Sampang |https://angkatberita.id – Seremoni pelantikan Direktur Perumda Air Minum Trunojoyo Sampang pada Rabu malam (02/07/2025) memang berlangsung khidmat dan penuh haru.
Namun di balik suasana hangat acara lepas sambut dari H. Moh. Zuhri, SH, MM kepada H. Amin Arif Tirtana, S.Ag., M.Si itu, tersimpan bara kegelisahan masyarakat yang kian menyala akibat buruknya layanan PDAM saat ini.
Publik menyambut kehadiran direktur baru bukan sekedar dengan ucapan selamat, melainkan dengan ekspektasi besar dan tekanan kuat, pasalnya, krisis pelayanan PDAM sudah menjadi konsumsi harian warga — mulai dari air yang tak kunjung mengalir tanpa bantuan pompa pribadi, tagihan yang melonjak drastis hingga 200%, sampai denda mencekik yang dianggap tak berperikemanusiaan.
Salah satu sorotan tajam datang dari kinerja bagian Hubungan Langganan (Hublang) PDAM, yang disebut-sebut sebagai “pintu keluhan” masyarakat — namun kini dianggap lebih sering menutup telinga daripada membuka solusi.
“Setiap laporan pelanggan seperti masuk telinga kanan, keluar telinga kiri, hublang bukan sekedar admin data, tapi seharusnya menjadi jembatan komunikasi yang humanis dan responsif, kenyataannya? Masyarakat justru merasa diabaikan,” keluh seorang warga Kelurahan Gunung Sekar.
Ironisnya, aliran air bersih di banyak titik di wilayah Sampang justru hanya bisa mengalir jika warga memasang pompa pribadi, ini jelas bertentangan dengan prinsip pelayanan publik yang seharusnya dijamin PDAM.
“Ini perusahaan air minum daerah, bukan perusahaan pipa kering!
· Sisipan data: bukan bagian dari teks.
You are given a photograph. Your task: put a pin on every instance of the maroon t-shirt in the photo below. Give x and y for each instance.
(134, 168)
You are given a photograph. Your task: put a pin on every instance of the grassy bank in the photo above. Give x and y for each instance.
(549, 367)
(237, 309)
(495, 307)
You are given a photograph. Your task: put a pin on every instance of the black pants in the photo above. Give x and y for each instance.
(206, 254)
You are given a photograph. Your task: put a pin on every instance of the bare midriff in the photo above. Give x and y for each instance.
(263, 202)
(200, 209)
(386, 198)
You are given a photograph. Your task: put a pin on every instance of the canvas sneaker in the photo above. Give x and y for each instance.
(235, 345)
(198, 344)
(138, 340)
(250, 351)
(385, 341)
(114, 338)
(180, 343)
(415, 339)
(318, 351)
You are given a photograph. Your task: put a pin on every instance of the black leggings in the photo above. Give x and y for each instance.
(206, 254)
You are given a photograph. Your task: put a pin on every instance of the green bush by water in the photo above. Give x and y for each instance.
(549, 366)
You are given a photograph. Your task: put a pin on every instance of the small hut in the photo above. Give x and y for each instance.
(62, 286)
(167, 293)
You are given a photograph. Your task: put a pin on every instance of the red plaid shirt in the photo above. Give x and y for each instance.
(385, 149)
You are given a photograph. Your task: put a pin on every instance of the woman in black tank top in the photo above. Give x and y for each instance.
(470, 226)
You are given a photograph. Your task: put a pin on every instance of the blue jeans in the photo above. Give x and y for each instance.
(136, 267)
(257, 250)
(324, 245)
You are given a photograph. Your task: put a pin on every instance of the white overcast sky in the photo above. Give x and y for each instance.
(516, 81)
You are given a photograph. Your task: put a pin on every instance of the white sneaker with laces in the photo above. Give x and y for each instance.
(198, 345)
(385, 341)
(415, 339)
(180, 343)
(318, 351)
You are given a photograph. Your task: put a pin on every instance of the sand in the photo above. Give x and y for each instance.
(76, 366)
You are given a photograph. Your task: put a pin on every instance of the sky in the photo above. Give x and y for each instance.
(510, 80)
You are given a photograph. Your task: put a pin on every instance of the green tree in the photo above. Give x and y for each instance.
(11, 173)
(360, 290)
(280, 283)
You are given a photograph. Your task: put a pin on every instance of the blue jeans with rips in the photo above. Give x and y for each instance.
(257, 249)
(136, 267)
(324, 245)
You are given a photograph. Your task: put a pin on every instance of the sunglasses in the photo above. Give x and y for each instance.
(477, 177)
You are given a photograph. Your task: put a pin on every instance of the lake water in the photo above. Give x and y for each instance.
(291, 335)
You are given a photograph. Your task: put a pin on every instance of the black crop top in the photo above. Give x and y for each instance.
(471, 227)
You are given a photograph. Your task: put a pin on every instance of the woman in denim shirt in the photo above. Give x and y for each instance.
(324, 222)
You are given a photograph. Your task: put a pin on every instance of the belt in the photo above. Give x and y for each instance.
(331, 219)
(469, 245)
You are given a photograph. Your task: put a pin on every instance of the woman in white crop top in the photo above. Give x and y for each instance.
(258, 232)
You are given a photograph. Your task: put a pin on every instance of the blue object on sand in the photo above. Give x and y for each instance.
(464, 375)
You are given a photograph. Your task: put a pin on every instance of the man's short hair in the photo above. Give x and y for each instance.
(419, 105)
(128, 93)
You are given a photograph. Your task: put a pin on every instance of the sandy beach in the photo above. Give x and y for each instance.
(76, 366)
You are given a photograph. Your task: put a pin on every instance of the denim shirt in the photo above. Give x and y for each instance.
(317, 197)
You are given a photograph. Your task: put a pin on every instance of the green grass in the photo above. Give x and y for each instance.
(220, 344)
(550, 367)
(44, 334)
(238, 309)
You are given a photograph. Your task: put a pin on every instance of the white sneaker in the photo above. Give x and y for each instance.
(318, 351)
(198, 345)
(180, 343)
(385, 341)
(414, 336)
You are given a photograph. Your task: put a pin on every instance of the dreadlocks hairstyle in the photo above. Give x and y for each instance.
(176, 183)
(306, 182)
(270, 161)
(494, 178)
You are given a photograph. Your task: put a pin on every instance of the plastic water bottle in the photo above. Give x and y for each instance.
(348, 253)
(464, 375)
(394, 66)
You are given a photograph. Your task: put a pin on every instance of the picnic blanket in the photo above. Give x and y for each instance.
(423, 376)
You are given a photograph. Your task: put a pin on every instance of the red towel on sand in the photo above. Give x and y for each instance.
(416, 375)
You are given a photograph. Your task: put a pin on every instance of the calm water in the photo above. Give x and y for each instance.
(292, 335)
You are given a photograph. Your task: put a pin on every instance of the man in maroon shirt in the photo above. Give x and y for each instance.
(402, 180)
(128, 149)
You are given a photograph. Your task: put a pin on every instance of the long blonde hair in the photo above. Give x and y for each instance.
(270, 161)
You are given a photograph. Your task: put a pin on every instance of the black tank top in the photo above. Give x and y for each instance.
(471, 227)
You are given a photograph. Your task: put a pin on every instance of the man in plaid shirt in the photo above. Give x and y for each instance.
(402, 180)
Kalau air harus disedot sendiri, lalu kenapa kami ditagih seolah menikmati layanan premium?” cetus salah satu pelanggan di Kecamatan Sampang ini
Dalam pidato perdananya, H. Amin Arif Tirtana menyampaikan komitmen membangun sistem distribusi air yang lebih efektif dan efisien, namun masyarakat tak lagi mau terbuai janji, yang dituntut kini adalah aksi konkret dan cepat.
“Jangan hanya ganti direktur, tapi sistemnya tetap bobrok, pak Amin harus berani bersih-bersih di internal, evaluasi total kinerja Hublang, audit tagihan yang tidak masuk akal, dan perbaiki infrastruktur air,” ujar Tohiri, warga Kelurahan Gunung Sekar.
Lanjut Tohiri, Kepemimpinan baru di PDAM Sampang ini menjadi pertaruhan besar, tak cukup hanya dengan acara seremonial dan santunan anak yatim, publik menginginkan langkah korektif terhadap kerusakan yang sudah sistemik.
“Jika direktur baru hanya melanjutkan pola lama tanpa keberanian melakukan pembenahan menyeluruh, maka pergantian ini hanyalah sandiwara administratif,” ujarnya
Saat ini, air tak mengalir, tagihan melonjak, dan masyarakat dicekik oleh denda. Warga Sampang tidak butuh pidato manis — mereka butuh air bersih yang mengalir di keran mereka.
Perumda Air Minum Trunojoyo, saatnya buktikan siapa yang Anda layani: rakyat atau sistem yang sudah tak relevan?